If you think back to the 80’s you’ll probably think of the music of Queen, Madonna, Prince and Duran Duran, you may well have gone to the Live Aid concert and the most technologically advanced device in your house was a Walkman! You may have seen and touched a PC for the first time. What you probably won’t remember is that it was the mid-80’s that saw the birth of the London Interbank Offer Rate (LIBOR). The world was very different then.
You’d have to be living in a hole today not to have seen the headlines surrounding the conduct of banks. At the moment it is focused on one particular bank and their conduct, however, it is only time before others get drawn into the limelight. In amongst all of the headlines and finger pointing, what leaps out to me is that underlying the issues we have a business model that was designed and implemented in a bygone era, the mid-80’s, and which has remained largely untouched over time.
What we became used to in the financial sector over the past three decades since the mid-80’s is a regime of ‘light touch’ regulation, business models where financial innovation adds value through ever complex and often unintelligible mechanisms, and where people are rewarded largely on short term wealth generation. This is easy to say in hindsight, however, from a business model perspective what we have to learn is that balance and tension are critical in creating a sustainable, value creating model.
Creating organisational and individual value/wealth is not a bad thing, it is often the incentive to take certain courses of action, however, it often needs to be balanced with appropriate governance. The governance mix can be either light touch (total self governance), heavy touch (strong regulatory governance) or a mix of the two, and needs to be balanced with things such as the severity of penalties in the event of breaches.
In an increasingly connected and interactive world, the challenge of architecting and balancing the business model, and trading off the various competing interests and options within the ecosystem is a critical skill set and will become increasingly important component in creating and running an enterprise. It is increasingly clear that despite the ‘re-balancing’ of the banking business ecosystem over the past few years we likely have a way to go until it is truly back in balance.
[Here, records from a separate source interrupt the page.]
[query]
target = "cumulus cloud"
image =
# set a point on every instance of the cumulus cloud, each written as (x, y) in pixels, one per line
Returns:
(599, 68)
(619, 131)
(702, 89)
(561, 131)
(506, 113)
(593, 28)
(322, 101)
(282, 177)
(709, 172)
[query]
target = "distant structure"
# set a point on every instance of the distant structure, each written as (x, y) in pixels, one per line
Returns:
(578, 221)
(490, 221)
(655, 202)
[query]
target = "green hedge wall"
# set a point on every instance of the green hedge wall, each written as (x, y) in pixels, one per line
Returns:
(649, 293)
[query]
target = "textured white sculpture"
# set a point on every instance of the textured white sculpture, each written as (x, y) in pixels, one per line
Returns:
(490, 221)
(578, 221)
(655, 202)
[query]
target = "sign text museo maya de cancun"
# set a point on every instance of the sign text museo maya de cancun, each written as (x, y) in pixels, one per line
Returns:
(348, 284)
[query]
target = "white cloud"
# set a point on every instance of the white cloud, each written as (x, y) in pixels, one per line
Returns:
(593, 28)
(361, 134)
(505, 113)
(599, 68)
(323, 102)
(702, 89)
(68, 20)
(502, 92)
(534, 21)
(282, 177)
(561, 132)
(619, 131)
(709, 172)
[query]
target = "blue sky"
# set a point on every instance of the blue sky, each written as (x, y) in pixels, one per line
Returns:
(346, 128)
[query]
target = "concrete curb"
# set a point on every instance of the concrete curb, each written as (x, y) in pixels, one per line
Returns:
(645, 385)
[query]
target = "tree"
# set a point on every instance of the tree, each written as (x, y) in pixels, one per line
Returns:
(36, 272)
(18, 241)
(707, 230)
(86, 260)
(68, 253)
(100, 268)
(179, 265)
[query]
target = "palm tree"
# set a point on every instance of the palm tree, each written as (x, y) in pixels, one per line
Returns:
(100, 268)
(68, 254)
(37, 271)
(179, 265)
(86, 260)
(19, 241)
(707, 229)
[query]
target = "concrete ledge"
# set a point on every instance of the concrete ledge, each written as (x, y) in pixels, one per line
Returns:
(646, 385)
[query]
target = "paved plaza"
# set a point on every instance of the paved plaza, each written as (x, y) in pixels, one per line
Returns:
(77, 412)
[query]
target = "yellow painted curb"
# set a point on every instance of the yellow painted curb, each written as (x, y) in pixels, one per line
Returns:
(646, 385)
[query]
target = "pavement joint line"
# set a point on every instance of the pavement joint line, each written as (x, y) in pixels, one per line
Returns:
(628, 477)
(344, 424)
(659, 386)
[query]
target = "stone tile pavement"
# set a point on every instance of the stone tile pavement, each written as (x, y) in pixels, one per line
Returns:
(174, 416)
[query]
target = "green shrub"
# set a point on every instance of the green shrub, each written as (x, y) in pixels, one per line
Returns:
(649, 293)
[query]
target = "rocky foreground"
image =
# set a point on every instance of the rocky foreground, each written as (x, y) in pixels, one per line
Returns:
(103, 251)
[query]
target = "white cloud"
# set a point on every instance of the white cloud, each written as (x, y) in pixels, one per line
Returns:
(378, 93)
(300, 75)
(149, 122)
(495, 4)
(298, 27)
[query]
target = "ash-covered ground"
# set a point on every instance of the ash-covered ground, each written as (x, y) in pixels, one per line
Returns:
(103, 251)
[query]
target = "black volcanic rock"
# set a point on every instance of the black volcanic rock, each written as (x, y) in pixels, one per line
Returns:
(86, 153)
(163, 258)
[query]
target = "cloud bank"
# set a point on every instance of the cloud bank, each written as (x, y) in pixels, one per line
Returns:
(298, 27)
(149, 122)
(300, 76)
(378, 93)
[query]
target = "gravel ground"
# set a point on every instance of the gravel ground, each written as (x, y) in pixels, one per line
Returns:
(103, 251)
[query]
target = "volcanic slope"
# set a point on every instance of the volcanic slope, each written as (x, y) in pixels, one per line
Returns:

In the case of the latest issues, a light touch regulatory environment has been balanced with a light touch penalty approach. This is unlikely to wash with society at large and therefore will allow the ‘story’ to run until an adequate penalty is paid by those involved, allowing various interested parties often with vested interests to try and influence the outcome.
Sometimes it’s just best to “take a strong medicine early” to solve an issue. Only time will tell as to whether all interested parties really get to grips with re-balancing this business model. It also shows that there is increasingly an ethical dimension to the creation of business models that organisations and stakeholders need to consider as business models are fundamental to driving the behaviours of individuals and the collective cultures of organisations.